Pendant que le ministère et les patriotes se livraient tant d’assauts acharnés, le roi, jaloux de rester neutre, parcourait avec la reine les provinces montagneuses situées entre les Thermopyles et l’Hélicon. Rien n’a mieux prouvé que ce simple voyage les bienfaits de la constitution, et la confiance sans bornes que la charte avait fait naître entre le peuple et son roi. Ce prince étranger qui, quelques mois auparavant, était, à titre de despote, un objet d’aversion pour tous ses sujets, ce prince allemand chevauchait avec sa femme d’un village à l’autre, sans autre escorte que les bandes de paysans qui l’accueillaient et le suivaient en le comblant de bénédictions. Jamais la joie si agréablement enfantine des Hellènes ne s’était montrée plus touchante. Le manque d’auberges obligeait les deux majestés à prendre leur frugal repas sur l’herbe, au bord des sources classiques, et à camper sous la tente, comme des pasteurs de peuples de l’ère homérique ; mais ils étaient, sous cette humble apparence, entourés d’hommages bien préférables à ceux que rendent les courtisans. Des milliers de bras se levaient pour appeler sur eux les faveurs du ciel, et les portaient en triomphe aux églises et aux ruines fameuses de la Grèce. Des chœurs de jeunes filles, conduites par leurs amans, et se tenant enchaînées les unes aux autres par des guirlandes de fleurs, exécutaient, sous les yeux du père de la patrie, les danses mimiques des temps anciens, et des Saphos champêtres venaient, le téorbe en main, chanter à la reine des vers comme ceux-ci :

Nα νη ζα σε Χαρομεν,
Σαν τα ψηλα Βουνα
Βασυλσσα, ματια μας

« Vis pour que nous réjouissions ton cœur, vis aussi long-temps que nos cimes montagneuses, ô reine, prunelle de nos yeux ! »

Pendant que la jeunesse et les femmes se livraient à l’expression de leur bonheur, les vieillards, debout autour d’un feu de bivouac, causaient familièrement politique avec leur roi, le consultaient, lui racontaient leur héroïque histoire, ou les légendes merveilleuses de leur vallée natale.
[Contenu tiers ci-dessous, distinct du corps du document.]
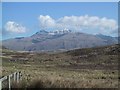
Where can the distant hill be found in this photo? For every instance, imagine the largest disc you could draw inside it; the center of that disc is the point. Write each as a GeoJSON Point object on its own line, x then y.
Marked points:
{"type": "Point", "coordinates": [58, 40]}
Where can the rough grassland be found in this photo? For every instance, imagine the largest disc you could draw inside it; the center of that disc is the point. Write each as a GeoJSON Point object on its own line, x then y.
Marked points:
{"type": "Point", "coordinates": [81, 68]}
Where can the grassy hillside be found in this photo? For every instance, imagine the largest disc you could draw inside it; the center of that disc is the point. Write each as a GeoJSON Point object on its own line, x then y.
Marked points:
{"type": "Point", "coordinates": [89, 67]}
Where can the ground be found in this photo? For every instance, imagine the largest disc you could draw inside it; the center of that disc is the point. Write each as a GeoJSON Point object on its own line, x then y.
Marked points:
{"type": "Point", "coordinates": [81, 68]}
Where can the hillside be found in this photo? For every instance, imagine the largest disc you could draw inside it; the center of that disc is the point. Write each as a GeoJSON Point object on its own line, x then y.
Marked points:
{"type": "Point", "coordinates": [81, 68]}
{"type": "Point", "coordinates": [58, 40]}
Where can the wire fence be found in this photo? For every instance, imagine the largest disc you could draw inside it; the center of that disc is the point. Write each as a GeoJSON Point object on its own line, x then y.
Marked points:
{"type": "Point", "coordinates": [6, 81]}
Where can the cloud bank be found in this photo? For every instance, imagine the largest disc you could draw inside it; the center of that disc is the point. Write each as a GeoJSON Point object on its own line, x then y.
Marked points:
{"type": "Point", "coordinates": [14, 27]}
{"type": "Point", "coordinates": [79, 23]}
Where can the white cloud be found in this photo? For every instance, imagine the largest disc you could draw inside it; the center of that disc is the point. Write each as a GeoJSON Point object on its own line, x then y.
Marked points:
{"type": "Point", "coordinates": [14, 27]}
{"type": "Point", "coordinates": [46, 21]}
{"type": "Point", "coordinates": [80, 23]}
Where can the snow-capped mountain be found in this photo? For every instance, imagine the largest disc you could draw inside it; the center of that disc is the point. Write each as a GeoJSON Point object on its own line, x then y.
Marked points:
{"type": "Point", "coordinates": [59, 39]}
{"type": "Point", "coordinates": [56, 32]}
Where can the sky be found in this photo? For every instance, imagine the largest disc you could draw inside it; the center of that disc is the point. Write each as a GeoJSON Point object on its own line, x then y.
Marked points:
{"type": "Point", "coordinates": [25, 18]}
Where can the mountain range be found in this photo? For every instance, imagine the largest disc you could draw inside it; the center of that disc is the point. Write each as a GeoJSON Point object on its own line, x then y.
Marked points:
{"type": "Point", "coordinates": [58, 40]}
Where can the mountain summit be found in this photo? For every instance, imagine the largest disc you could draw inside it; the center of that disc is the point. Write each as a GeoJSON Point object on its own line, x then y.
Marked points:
{"type": "Point", "coordinates": [58, 40]}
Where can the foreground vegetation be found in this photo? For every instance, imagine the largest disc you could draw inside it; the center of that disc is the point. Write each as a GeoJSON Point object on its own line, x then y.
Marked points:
{"type": "Point", "coordinates": [81, 68]}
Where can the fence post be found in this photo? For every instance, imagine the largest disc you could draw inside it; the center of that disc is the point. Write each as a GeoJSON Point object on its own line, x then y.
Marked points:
{"type": "Point", "coordinates": [17, 77]}
{"type": "Point", "coordinates": [14, 76]}
{"type": "Point", "coordinates": [9, 85]}
{"type": "Point", "coordinates": [0, 84]}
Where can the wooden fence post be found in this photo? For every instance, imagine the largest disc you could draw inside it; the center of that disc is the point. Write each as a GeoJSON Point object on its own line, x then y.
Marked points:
{"type": "Point", "coordinates": [17, 77]}
{"type": "Point", "coordinates": [0, 84]}
{"type": "Point", "coordinates": [9, 82]}
{"type": "Point", "coordinates": [14, 76]}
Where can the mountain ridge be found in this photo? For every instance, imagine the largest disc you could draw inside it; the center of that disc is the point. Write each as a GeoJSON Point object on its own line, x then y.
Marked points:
{"type": "Point", "coordinates": [59, 40]}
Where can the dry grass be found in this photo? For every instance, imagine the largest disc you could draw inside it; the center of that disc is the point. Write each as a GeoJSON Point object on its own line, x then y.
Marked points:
{"type": "Point", "coordinates": [64, 70]}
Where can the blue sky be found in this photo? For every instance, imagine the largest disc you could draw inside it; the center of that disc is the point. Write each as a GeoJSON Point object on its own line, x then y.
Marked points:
{"type": "Point", "coordinates": [26, 16]}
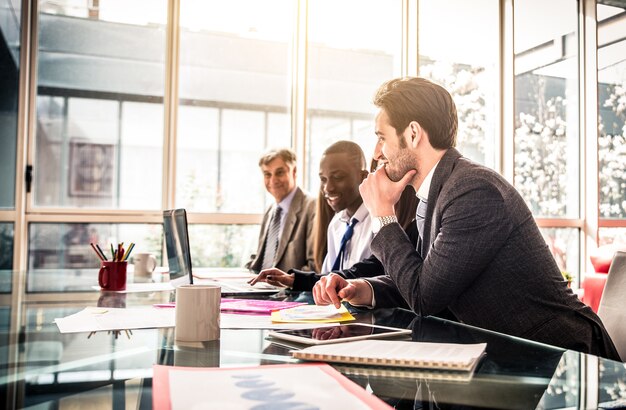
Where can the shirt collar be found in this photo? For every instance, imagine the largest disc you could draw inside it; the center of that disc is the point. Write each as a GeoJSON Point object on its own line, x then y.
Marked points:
{"type": "Point", "coordinates": [286, 202]}
{"type": "Point", "coordinates": [422, 192]}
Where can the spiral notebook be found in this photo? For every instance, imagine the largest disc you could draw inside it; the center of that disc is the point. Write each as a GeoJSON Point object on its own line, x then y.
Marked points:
{"type": "Point", "coordinates": [391, 353]}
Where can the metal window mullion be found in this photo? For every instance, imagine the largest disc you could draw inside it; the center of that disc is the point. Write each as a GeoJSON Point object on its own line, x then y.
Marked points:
{"type": "Point", "coordinates": [410, 57]}
{"type": "Point", "coordinates": [505, 161]}
{"type": "Point", "coordinates": [170, 103]}
{"type": "Point", "coordinates": [299, 88]}
{"type": "Point", "coordinates": [589, 191]}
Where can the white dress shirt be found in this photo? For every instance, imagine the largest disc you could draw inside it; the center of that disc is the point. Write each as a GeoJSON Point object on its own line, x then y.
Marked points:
{"type": "Point", "coordinates": [357, 248]}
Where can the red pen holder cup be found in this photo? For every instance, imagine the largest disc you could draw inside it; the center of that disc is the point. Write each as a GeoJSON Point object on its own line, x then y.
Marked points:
{"type": "Point", "coordinates": [112, 275]}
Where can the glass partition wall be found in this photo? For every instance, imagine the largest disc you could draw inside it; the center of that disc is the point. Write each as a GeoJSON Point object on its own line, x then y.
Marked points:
{"type": "Point", "coordinates": [132, 108]}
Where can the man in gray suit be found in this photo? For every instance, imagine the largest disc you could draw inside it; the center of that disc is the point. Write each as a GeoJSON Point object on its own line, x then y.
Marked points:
{"type": "Point", "coordinates": [286, 238]}
{"type": "Point", "coordinates": [479, 253]}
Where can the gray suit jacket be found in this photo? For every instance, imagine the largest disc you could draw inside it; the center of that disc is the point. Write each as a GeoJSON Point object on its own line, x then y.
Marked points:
{"type": "Point", "coordinates": [486, 261]}
{"type": "Point", "coordinates": [295, 247]}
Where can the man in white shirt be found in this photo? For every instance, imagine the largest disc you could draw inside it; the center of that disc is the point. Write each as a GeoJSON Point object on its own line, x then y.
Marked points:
{"type": "Point", "coordinates": [286, 236]}
{"type": "Point", "coordinates": [342, 169]}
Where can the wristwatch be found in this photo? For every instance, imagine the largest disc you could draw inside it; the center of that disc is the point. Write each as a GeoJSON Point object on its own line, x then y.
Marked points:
{"type": "Point", "coordinates": [380, 221]}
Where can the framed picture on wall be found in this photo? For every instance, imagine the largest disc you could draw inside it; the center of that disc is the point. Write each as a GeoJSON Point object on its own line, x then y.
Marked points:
{"type": "Point", "coordinates": [92, 169]}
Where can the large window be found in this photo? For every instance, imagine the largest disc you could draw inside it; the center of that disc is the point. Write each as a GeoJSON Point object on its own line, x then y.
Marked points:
{"type": "Point", "coordinates": [465, 63]}
{"type": "Point", "coordinates": [99, 122]}
{"type": "Point", "coordinates": [61, 259]}
{"type": "Point", "coordinates": [136, 110]}
{"type": "Point", "coordinates": [547, 153]}
{"type": "Point", "coordinates": [9, 68]}
{"type": "Point", "coordinates": [345, 67]}
{"type": "Point", "coordinates": [234, 100]}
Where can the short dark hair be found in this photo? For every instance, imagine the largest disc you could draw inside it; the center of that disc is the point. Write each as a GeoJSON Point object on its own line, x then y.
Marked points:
{"type": "Point", "coordinates": [286, 154]}
{"type": "Point", "coordinates": [352, 149]}
{"type": "Point", "coordinates": [417, 99]}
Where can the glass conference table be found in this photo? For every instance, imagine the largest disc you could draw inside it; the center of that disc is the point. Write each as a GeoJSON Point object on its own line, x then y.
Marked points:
{"type": "Point", "coordinates": [41, 368]}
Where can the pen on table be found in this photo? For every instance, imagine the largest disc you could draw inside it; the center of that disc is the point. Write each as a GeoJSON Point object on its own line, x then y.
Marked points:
{"type": "Point", "coordinates": [165, 305]}
{"type": "Point", "coordinates": [128, 251]}
{"type": "Point", "coordinates": [101, 253]}
{"type": "Point", "coordinates": [96, 251]}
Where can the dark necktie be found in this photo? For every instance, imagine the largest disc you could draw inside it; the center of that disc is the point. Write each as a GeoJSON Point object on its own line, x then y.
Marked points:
{"type": "Point", "coordinates": [271, 240]}
{"type": "Point", "coordinates": [344, 240]}
{"type": "Point", "coordinates": [420, 215]}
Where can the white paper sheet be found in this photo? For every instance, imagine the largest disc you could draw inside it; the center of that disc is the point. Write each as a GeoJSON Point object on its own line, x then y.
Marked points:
{"type": "Point", "coordinates": [266, 387]}
{"type": "Point", "coordinates": [142, 287]}
{"type": "Point", "coordinates": [95, 319]}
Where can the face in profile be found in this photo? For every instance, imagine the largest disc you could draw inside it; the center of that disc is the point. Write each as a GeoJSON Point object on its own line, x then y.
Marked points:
{"type": "Point", "coordinates": [340, 177]}
{"type": "Point", "coordinates": [397, 160]}
{"type": "Point", "coordinates": [279, 178]}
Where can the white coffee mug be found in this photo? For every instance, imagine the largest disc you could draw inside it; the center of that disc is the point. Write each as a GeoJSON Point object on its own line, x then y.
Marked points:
{"type": "Point", "coordinates": [144, 264]}
{"type": "Point", "coordinates": [198, 313]}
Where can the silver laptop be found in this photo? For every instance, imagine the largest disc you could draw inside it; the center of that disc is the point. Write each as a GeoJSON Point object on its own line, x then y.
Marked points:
{"type": "Point", "coordinates": [179, 260]}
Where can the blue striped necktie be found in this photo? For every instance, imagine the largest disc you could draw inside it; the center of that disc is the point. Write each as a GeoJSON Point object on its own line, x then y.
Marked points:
{"type": "Point", "coordinates": [271, 240]}
{"type": "Point", "coordinates": [344, 240]}
{"type": "Point", "coordinates": [420, 215]}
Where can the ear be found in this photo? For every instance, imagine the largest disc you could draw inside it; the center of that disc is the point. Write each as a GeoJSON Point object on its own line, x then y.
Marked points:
{"type": "Point", "coordinates": [417, 133]}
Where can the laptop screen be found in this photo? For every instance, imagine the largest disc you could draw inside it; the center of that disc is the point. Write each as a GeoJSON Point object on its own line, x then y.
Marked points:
{"type": "Point", "coordinates": [177, 246]}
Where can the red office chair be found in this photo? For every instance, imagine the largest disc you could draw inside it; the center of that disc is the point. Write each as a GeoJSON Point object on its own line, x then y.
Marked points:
{"type": "Point", "coordinates": [593, 283]}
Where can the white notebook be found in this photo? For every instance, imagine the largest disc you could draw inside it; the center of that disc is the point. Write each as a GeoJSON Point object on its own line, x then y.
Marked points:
{"type": "Point", "coordinates": [391, 353]}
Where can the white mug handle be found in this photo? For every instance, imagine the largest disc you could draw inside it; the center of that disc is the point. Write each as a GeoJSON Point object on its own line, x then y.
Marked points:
{"type": "Point", "coordinates": [151, 264]}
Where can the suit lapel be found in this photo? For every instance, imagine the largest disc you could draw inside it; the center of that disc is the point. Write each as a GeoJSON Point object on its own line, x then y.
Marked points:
{"type": "Point", "coordinates": [290, 222]}
{"type": "Point", "coordinates": [443, 171]}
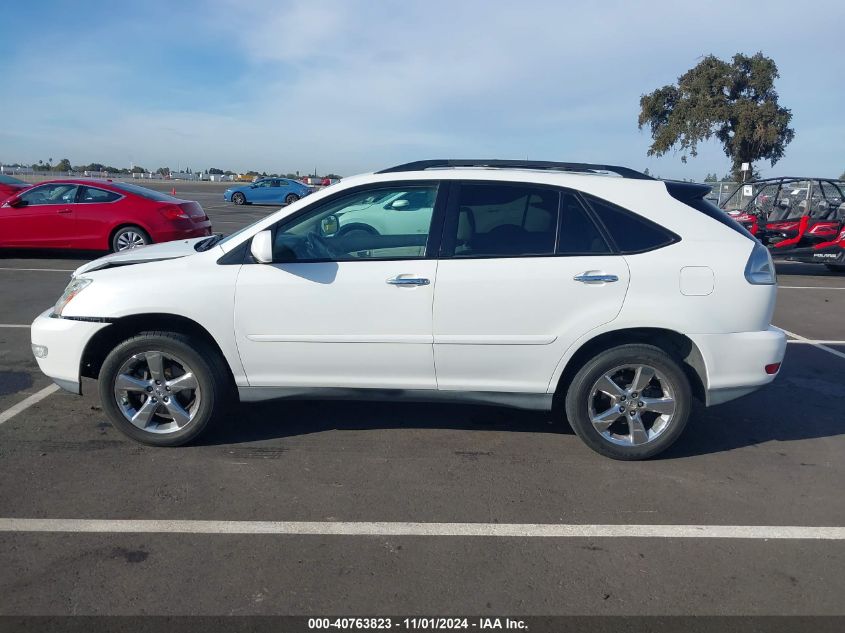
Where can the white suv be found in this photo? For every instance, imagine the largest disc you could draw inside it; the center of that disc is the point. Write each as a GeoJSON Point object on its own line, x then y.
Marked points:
{"type": "Point", "coordinates": [612, 300]}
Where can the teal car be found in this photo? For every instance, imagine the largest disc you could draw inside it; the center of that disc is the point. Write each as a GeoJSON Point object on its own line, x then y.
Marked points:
{"type": "Point", "coordinates": [267, 191]}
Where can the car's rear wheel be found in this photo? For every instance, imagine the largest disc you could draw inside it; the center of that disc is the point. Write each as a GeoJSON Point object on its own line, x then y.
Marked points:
{"type": "Point", "coordinates": [129, 237]}
{"type": "Point", "coordinates": [163, 388]}
{"type": "Point", "coordinates": [629, 402]}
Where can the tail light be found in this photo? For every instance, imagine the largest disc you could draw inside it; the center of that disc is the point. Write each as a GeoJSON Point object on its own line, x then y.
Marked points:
{"type": "Point", "coordinates": [760, 269]}
{"type": "Point", "coordinates": [174, 213]}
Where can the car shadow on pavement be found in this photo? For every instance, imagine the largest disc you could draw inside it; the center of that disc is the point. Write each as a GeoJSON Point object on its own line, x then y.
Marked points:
{"type": "Point", "coordinates": [24, 253]}
{"type": "Point", "coordinates": [279, 419]}
{"type": "Point", "coordinates": [795, 408]}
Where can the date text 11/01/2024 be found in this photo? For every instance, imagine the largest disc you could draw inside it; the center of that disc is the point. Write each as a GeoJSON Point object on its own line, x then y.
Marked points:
{"type": "Point", "coordinates": [416, 623]}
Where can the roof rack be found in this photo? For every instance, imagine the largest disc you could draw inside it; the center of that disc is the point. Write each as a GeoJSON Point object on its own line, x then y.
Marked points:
{"type": "Point", "coordinates": [420, 165]}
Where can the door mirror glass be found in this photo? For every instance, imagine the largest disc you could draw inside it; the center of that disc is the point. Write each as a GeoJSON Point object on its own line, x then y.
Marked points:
{"type": "Point", "coordinates": [262, 247]}
{"type": "Point", "coordinates": [329, 225]}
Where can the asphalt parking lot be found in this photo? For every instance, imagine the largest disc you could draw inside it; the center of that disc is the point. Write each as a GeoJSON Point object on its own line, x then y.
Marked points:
{"type": "Point", "coordinates": [774, 459]}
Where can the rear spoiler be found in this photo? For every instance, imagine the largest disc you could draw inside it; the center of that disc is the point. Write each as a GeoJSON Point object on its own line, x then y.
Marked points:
{"type": "Point", "coordinates": [685, 191]}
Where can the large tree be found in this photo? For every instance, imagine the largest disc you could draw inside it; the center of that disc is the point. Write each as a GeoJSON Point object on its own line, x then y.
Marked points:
{"type": "Point", "coordinates": [734, 101]}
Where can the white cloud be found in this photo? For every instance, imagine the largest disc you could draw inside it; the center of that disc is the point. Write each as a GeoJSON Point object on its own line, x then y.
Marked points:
{"type": "Point", "coordinates": [356, 85]}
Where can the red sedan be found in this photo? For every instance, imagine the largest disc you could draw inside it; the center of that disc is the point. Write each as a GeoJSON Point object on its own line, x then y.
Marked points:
{"type": "Point", "coordinates": [97, 215]}
{"type": "Point", "coordinates": [10, 186]}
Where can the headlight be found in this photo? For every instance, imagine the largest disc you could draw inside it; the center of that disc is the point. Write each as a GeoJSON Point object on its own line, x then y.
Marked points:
{"type": "Point", "coordinates": [76, 285]}
{"type": "Point", "coordinates": [760, 270]}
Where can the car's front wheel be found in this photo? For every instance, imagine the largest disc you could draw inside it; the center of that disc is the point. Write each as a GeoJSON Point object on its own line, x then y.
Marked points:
{"type": "Point", "coordinates": [163, 388]}
{"type": "Point", "coordinates": [129, 237]}
{"type": "Point", "coordinates": [629, 402]}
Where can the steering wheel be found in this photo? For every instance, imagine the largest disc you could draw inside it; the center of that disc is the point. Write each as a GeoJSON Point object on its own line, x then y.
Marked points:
{"type": "Point", "coordinates": [318, 247]}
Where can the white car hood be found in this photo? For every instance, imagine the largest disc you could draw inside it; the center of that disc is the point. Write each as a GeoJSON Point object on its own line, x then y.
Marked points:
{"type": "Point", "coordinates": [152, 253]}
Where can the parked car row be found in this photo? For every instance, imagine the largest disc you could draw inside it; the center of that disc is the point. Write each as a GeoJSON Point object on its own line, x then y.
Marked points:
{"type": "Point", "coordinates": [96, 215]}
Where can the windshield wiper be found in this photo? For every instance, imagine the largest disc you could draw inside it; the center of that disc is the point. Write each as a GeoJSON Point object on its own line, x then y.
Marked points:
{"type": "Point", "coordinates": [208, 242]}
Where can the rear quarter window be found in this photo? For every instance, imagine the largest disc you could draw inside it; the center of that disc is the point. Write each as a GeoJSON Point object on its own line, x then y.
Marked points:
{"type": "Point", "coordinates": [630, 232]}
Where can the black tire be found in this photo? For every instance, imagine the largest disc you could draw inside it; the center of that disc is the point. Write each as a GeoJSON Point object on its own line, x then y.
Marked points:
{"type": "Point", "coordinates": [126, 234]}
{"type": "Point", "coordinates": [206, 365]}
{"type": "Point", "coordinates": [580, 395]}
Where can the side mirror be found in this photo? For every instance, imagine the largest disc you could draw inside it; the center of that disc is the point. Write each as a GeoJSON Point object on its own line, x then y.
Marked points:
{"type": "Point", "coordinates": [329, 225]}
{"type": "Point", "coordinates": [262, 247]}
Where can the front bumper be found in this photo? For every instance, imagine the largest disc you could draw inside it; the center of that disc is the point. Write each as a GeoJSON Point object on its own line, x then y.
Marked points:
{"type": "Point", "coordinates": [65, 340]}
{"type": "Point", "coordinates": [735, 362]}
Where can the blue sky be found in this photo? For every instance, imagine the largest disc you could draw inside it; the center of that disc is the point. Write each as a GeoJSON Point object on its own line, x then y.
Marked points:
{"type": "Point", "coordinates": [352, 86]}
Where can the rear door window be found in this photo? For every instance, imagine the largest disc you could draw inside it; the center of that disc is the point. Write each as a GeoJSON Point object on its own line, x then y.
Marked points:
{"type": "Point", "coordinates": [90, 195]}
{"type": "Point", "coordinates": [578, 233]}
{"type": "Point", "coordinates": [504, 220]}
{"type": "Point", "coordinates": [630, 232]}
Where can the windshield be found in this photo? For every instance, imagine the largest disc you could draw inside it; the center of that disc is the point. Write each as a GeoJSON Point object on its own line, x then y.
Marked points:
{"type": "Point", "coordinates": [149, 194]}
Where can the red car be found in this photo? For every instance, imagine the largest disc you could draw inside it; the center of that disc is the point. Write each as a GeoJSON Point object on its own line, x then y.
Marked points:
{"type": "Point", "coordinates": [97, 215]}
{"type": "Point", "coordinates": [10, 186]}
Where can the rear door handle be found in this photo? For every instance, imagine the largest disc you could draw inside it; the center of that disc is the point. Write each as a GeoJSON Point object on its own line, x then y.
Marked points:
{"type": "Point", "coordinates": [408, 281]}
{"type": "Point", "coordinates": [595, 278]}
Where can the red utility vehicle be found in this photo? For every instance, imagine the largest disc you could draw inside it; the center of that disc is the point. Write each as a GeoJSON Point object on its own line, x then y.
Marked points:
{"type": "Point", "coordinates": [799, 219]}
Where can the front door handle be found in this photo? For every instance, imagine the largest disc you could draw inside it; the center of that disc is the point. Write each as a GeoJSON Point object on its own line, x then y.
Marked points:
{"type": "Point", "coordinates": [595, 278]}
{"type": "Point", "coordinates": [408, 281]}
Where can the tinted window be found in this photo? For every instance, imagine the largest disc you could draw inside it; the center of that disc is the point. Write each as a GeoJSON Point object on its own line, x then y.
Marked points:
{"type": "Point", "coordinates": [384, 223]}
{"type": "Point", "coordinates": [498, 220]}
{"type": "Point", "coordinates": [91, 194]}
{"type": "Point", "coordinates": [630, 232]}
{"type": "Point", "coordinates": [578, 233]}
{"type": "Point", "coordinates": [64, 193]}
{"type": "Point", "coordinates": [149, 194]}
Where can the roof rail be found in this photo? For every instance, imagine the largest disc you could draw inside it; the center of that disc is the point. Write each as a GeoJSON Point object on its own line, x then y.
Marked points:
{"type": "Point", "coordinates": [420, 165]}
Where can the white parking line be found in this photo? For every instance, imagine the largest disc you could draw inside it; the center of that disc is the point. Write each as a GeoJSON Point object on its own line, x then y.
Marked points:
{"type": "Point", "coordinates": [814, 343]}
{"type": "Point", "coordinates": [42, 270]}
{"type": "Point", "coordinates": [354, 528]}
{"type": "Point", "coordinates": [24, 404]}
{"type": "Point", "coordinates": [809, 342]}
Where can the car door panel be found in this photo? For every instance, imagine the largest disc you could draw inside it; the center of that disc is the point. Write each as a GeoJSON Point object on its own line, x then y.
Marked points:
{"type": "Point", "coordinates": [42, 223]}
{"type": "Point", "coordinates": [340, 310]}
{"type": "Point", "coordinates": [520, 281]}
{"type": "Point", "coordinates": [503, 324]}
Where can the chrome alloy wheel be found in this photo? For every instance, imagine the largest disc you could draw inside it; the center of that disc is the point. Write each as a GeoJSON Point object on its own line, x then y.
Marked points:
{"type": "Point", "coordinates": [130, 239]}
{"type": "Point", "coordinates": [631, 405]}
{"type": "Point", "coordinates": [157, 392]}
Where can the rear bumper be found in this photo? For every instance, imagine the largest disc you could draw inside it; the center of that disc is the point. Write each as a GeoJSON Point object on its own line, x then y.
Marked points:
{"type": "Point", "coordinates": [200, 229]}
{"type": "Point", "coordinates": [736, 362]}
{"type": "Point", "coordinates": [65, 341]}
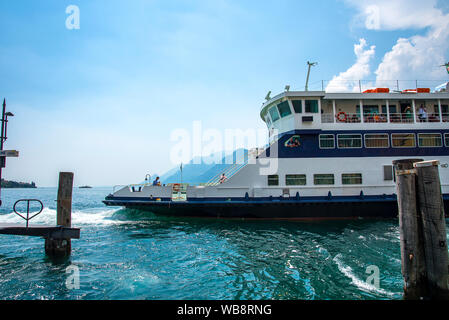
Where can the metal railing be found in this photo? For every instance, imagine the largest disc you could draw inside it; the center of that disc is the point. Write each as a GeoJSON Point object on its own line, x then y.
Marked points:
{"type": "Point", "coordinates": [359, 86]}
{"type": "Point", "coordinates": [383, 118]}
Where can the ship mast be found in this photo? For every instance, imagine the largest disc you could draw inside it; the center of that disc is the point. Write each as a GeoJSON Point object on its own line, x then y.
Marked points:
{"type": "Point", "coordinates": [310, 64]}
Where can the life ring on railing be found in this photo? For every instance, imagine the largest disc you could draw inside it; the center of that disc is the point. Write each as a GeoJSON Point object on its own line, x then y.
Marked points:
{"type": "Point", "coordinates": [342, 116]}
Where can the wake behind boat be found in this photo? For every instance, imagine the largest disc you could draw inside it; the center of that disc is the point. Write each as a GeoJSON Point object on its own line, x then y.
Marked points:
{"type": "Point", "coordinates": [332, 154]}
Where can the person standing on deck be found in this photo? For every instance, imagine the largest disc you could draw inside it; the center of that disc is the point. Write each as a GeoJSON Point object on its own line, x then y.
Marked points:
{"type": "Point", "coordinates": [223, 178]}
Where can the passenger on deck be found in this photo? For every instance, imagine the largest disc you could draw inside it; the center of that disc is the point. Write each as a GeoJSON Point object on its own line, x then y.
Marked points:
{"type": "Point", "coordinates": [157, 182]}
{"type": "Point", "coordinates": [422, 114]}
{"type": "Point", "coordinates": [408, 113]}
{"type": "Point", "coordinates": [223, 178]}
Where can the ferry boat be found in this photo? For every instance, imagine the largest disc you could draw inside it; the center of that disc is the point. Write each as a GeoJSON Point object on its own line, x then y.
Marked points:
{"type": "Point", "coordinates": [333, 154]}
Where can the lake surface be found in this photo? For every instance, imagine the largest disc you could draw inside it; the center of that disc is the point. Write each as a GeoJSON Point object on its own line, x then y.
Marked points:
{"type": "Point", "coordinates": [128, 254]}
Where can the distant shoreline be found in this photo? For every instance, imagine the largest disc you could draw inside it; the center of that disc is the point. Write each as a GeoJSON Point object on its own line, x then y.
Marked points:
{"type": "Point", "coordinates": [17, 185]}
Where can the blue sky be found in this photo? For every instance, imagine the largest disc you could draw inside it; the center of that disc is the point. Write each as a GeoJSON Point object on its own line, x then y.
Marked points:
{"type": "Point", "coordinates": [102, 101]}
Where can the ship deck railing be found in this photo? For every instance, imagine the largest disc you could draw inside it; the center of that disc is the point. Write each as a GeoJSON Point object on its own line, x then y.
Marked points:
{"type": "Point", "coordinates": [384, 118]}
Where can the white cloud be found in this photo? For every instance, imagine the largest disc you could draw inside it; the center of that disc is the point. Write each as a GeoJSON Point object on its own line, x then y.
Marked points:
{"type": "Point", "coordinates": [414, 58]}
{"type": "Point", "coordinates": [348, 80]}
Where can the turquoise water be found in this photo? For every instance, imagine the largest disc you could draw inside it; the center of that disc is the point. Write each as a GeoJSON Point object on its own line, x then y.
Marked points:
{"type": "Point", "coordinates": [127, 254]}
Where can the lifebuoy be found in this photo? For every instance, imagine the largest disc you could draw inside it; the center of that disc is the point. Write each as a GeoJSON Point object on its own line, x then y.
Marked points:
{"type": "Point", "coordinates": [342, 119]}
On conçoit qu’un tel voyage ait attaché plus que jamais Othon à sa patrie adoptive, et que de retour à Athènes, en apprenant la complète dérouté du ministère devant les colléges électoraux, il ait pris, en bon roi constitutionnel, le parti du peuple contre un cabinet aveuglément dévoué aux inspirations de l’Angleterre.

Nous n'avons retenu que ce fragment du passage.